This is what I mean regarding the right shift not having a linear effect:
Top Left is the gunnery table.
Top 2nd from left is the gunnery table right-shifted.
Top 3rd from left is the difference in dice between the gunnery chart and a right-shifted version. As you can see, the rightmost column is unchanged, whilst the chart really haemorrhages dice at high firepowers.
Top Right is the difference in dice if the chart is right shifted with a FP increase of 1.
The Bottom row show RS plus FP 2, 3, 4 and 5.
As you can see, the rightmost column gets steadily better as you add additional FP, representing a buff to the orks long-range firepower.

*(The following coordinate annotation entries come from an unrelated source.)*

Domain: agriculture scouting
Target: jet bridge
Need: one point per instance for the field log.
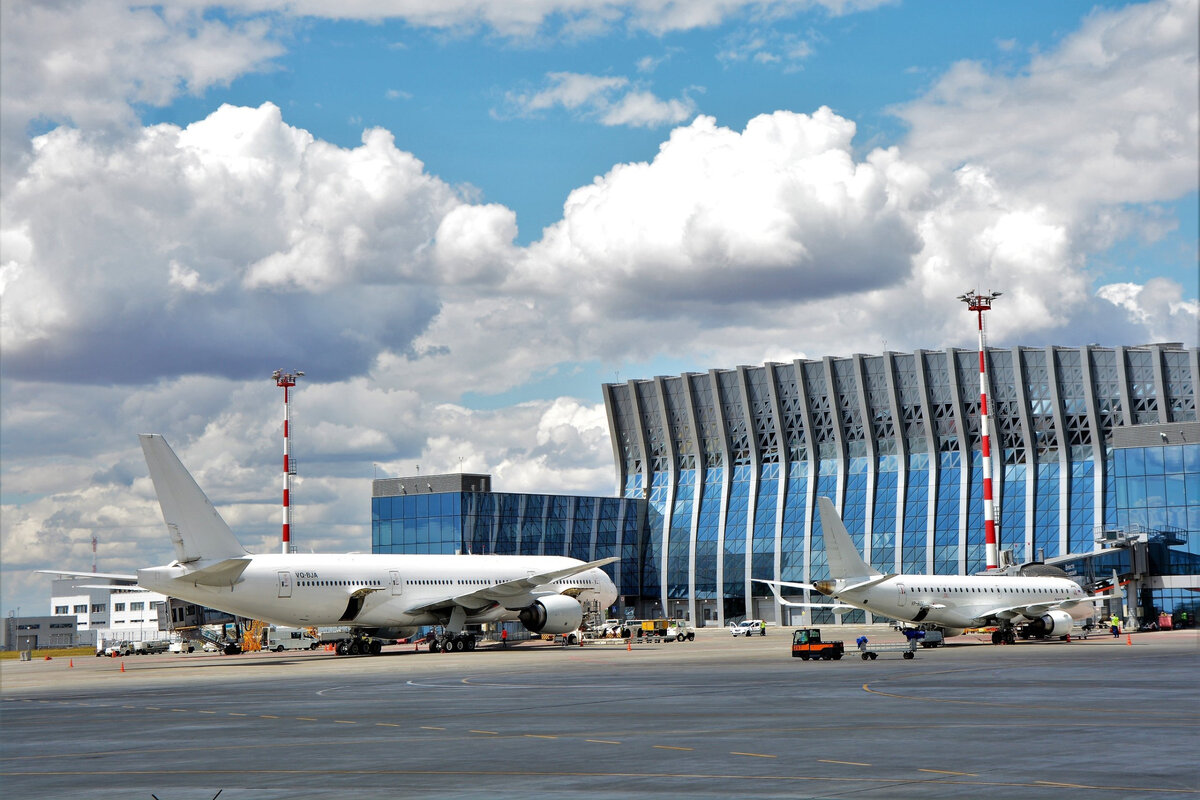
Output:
(192, 621)
(1140, 557)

The bottom of the chart also gets steadily better; by the time you get to +2FP, FP6 and under is almost without exception improved. At RS+3, you can be pretty confident that FP13 and under probably won't be worse than without a shift.
Meanwhile, the upper end of the chart still haemorrhages dice. If we were thinking about IN Dominators, on the regular chart 2x FP12 isn't really any difference from FP24. Ork ships using the RS rules would be far better off firing individually than grouped: The hypothetical 2x FP12 or 1x FP24 does 2 or 3 times worse than if they were firing individually.

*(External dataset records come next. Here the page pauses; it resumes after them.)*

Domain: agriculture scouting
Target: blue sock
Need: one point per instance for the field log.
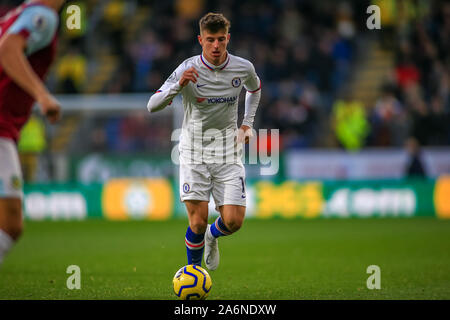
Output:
(218, 228)
(195, 245)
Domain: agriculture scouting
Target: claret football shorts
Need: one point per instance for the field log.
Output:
(226, 183)
(10, 171)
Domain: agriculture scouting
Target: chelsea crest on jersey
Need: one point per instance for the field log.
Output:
(210, 107)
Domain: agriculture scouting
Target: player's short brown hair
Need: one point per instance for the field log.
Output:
(214, 22)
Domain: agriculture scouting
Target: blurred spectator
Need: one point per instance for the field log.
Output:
(350, 123)
(388, 120)
(414, 167)
(71, 71)
(297, 47)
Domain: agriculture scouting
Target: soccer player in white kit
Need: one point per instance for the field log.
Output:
(210, 144)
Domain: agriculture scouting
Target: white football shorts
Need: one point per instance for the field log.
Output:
(10, 171)
(226, 183)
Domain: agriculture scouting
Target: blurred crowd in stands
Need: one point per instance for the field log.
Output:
(305, 52)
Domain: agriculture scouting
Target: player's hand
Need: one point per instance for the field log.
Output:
(244, 134)
(189, 75)
(50, 107)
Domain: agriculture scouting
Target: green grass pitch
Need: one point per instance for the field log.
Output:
(267, 259)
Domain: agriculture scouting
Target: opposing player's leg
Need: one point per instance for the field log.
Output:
(230, 197)
(195, 233)
(11, 224)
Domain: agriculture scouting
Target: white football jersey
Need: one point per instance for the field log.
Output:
(210, 107)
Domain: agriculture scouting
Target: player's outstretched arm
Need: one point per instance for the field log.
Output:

If you think about 5 FP4 escorts on RS+3, they get an additional 10 dice in the leftmost column compared to the standard chart, and lose 1 dice in comparison when firing together. That's an 11 dice incentive to only take minimally sized squadrons.
Now if you're happy with this I guess that's OK, but remembering to add an extra modifier, combined with the fact you're buffing the RH side of the chart whilst nerfing squadrons, seems like a lot of faff to me just to put a higher stat in the profile.